Folks,
I don’t see much content out there on this as I’m guessing it’s a problem, but has anyone setup any type of VPN service such as PrivateInternetAccess or NordVPN with Fortigate in the past? Are there any VPN services out there that use PSK or Signature based authentication with IPSEC? Only other route i may take is to setup an openvpn client on the machines i want to use a vpn service with.
Any thoughts would be appreciated.
No there is no such capability (especially for openvpn or wireguard- type services). If you can find a service that uses IPsec, then maybe.
Yeah there’s barely any overlap with VPN in the sense of “put me in a different country and hide me in the crowd”. The FortiGate solutions focus on the traditional sense of “access remote office’s network as if it were locally reachable and the internet were not between us”, there’s no intention or effort in providing the first sense of “VPN”. (you could certainly make your own infrastructure to do the same, but that’s way out of scope of this question)
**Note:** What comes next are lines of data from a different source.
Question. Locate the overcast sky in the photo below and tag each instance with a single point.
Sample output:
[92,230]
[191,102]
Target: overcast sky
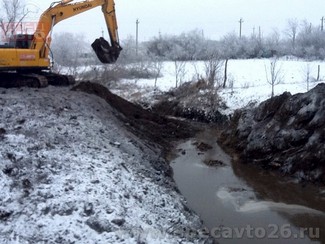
[215,18]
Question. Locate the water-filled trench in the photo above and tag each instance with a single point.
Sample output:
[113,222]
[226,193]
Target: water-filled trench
[241,203]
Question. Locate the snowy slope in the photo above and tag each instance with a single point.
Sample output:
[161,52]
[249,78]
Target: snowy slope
[70,173]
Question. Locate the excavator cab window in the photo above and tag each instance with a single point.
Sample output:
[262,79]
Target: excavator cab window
[21,41]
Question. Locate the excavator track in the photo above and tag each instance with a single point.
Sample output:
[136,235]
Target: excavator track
[36,80]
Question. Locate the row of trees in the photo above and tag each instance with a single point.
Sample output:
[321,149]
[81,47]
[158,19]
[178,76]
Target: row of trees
[300,39]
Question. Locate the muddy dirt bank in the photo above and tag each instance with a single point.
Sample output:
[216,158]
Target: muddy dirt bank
[285,133]
[154,128]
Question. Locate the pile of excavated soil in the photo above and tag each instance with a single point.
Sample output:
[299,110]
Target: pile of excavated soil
[286,133]
[152,127]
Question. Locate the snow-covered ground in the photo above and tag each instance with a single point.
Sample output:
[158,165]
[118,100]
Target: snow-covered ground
[248,78]
[70,173]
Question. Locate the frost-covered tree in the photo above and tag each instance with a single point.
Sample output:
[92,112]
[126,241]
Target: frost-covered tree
[292,31]
[273,73]
[12,13]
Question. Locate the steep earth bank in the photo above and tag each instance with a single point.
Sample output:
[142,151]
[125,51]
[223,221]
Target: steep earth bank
[71,172]
[286,133]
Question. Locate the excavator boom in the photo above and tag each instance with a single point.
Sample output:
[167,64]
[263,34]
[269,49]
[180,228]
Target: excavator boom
[30,54]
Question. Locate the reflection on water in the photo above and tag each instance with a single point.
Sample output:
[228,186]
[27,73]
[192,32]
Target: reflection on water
[252,205]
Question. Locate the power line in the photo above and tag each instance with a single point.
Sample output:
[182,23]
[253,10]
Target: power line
[137,36]
[240,26]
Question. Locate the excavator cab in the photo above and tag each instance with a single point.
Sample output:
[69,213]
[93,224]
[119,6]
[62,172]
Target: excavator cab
[106,53]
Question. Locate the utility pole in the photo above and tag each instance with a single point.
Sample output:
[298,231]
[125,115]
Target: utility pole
[137,37]
[240,26]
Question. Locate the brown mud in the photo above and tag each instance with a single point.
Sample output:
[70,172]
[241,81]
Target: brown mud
[149,126]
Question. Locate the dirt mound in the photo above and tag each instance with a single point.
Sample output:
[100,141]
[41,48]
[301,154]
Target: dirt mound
[194,101]
[285,133]
[152,127]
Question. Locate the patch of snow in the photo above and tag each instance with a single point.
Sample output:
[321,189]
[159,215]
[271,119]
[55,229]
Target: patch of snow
[70,173]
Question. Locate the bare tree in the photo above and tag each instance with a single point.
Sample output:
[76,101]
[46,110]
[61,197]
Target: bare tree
[274,73]
[157,66]
[212,68]
[292,32]
[12,14]
[179,71]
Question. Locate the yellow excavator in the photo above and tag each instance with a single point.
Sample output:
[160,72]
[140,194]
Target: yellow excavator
[25,60]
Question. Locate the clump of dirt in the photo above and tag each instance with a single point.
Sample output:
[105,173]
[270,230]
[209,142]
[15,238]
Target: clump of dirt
[192,100]
[286,133]
[203,147]
[147,125]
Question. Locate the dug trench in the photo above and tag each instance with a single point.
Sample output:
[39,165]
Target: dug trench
[266,142]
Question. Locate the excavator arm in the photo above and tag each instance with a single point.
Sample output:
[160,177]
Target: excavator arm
[59,11]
In theory, you’d need to find something that’s compatible with what a FortiGate can support as a client.
IKEv1 IPsec: PSK/cert-auth, XAUTH on top is possible.
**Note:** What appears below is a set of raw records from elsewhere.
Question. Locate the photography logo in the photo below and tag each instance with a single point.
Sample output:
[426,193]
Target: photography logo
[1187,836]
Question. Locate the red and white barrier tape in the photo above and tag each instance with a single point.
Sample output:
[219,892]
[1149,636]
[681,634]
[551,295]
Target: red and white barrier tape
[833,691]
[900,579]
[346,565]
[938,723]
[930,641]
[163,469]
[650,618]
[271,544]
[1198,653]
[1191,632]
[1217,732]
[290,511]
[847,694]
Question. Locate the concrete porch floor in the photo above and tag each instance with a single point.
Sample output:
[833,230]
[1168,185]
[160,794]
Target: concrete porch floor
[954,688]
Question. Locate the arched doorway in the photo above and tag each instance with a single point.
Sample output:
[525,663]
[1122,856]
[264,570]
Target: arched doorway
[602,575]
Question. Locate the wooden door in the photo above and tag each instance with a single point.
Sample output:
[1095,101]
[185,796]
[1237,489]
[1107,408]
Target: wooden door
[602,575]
IKEv2 IPsec: PSK/cert-auth only. EAP is not supported when acting as client.
L2TP: I believe some low-end boxes support acting as an L2TP client, but AFAIK this is only plaintext, unencrypted, L2TP, which for sure won’t be among the offerings of privacy/VPN providers.
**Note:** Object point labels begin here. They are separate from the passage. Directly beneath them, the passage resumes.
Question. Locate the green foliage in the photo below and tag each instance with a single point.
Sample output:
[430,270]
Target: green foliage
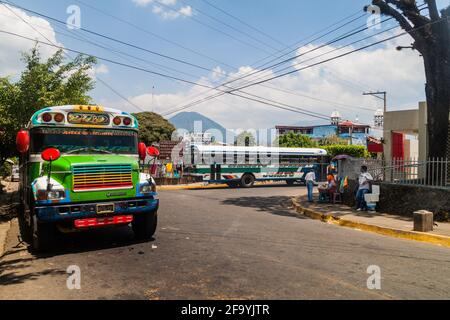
[153,128]
[6,167]
[246,139]
[332,140]
[351,150]
[294,140]
[43,83]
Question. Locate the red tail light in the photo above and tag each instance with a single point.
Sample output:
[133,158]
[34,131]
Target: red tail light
[47,117]
[99,222]
[117,121]
[59,117]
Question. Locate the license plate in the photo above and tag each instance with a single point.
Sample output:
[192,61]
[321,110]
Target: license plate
[105,208]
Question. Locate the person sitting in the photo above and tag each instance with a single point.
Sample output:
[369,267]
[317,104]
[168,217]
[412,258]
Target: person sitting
[364,181]
[310,179]
[332,186]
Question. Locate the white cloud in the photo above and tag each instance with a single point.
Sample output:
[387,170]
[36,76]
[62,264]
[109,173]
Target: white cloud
[97,70]
[11,46]
[166,8]
[342,81]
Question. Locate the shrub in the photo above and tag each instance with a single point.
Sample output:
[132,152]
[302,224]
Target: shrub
[350,150]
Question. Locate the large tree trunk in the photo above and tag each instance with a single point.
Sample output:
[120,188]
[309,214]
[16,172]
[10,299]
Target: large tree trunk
[437,69]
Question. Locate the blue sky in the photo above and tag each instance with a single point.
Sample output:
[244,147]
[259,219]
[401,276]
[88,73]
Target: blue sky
[287,21]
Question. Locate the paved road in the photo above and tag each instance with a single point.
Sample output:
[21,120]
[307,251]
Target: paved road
[229,244]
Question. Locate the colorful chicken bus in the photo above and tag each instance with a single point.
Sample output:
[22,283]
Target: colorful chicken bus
[81,168]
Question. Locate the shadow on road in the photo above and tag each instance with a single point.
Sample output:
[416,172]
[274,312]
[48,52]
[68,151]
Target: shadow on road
[16,265]
[277,205]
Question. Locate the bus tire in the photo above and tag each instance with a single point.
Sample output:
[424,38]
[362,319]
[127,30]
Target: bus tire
[248,180]
[144,225]
[43,236]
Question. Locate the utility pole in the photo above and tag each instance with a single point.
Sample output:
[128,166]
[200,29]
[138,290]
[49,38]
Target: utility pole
[153,98]
[382,95]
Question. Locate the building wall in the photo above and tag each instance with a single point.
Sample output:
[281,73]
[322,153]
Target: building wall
[409,122]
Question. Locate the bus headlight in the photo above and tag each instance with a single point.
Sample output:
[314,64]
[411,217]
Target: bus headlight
[146,189]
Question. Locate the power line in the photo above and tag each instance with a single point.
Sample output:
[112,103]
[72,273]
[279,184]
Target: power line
[210,27]
[150,63]
[347,35]
[141,69]
[243,22]
[318,63]
[135,26]
[230,26]
[111,38]
[97,77]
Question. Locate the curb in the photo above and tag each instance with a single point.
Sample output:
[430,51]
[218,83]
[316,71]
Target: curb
[191,187]
[396,233]
[4,229]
Nope. Use a client on the machines.
i see multiple vpn services that use ipsec, but authentication is done with eap-mschapv2 unfortunately. As far as i see, Fortigate doesn’t support.
i’ve been searching for various vpn service providers that those various authentication types work with and have not found one unfortunately. That’s alright, i’ll probably just run a vpn application or something on the system(s) i need to route through a vpn service. thx for the reply!
I think these are l2tp-type services which means they are not pure-play IPsec. FGT used to have l2tp support but not sure if it still has - perhaps someone else can comment?
It sounds nitpicky, but those are different things kinds of VPN tunnels.
Those aren’t straight IPsec.
Those are what are referred to as L2TP/IPsec (L2TP over IPsec). They wrap up PPP in a UDP stream (called L2TPv2), and encapsulate that in transport-mode IPsec.
I did a quick google and I don’t see that there is a built-in L2TP/IPsec client.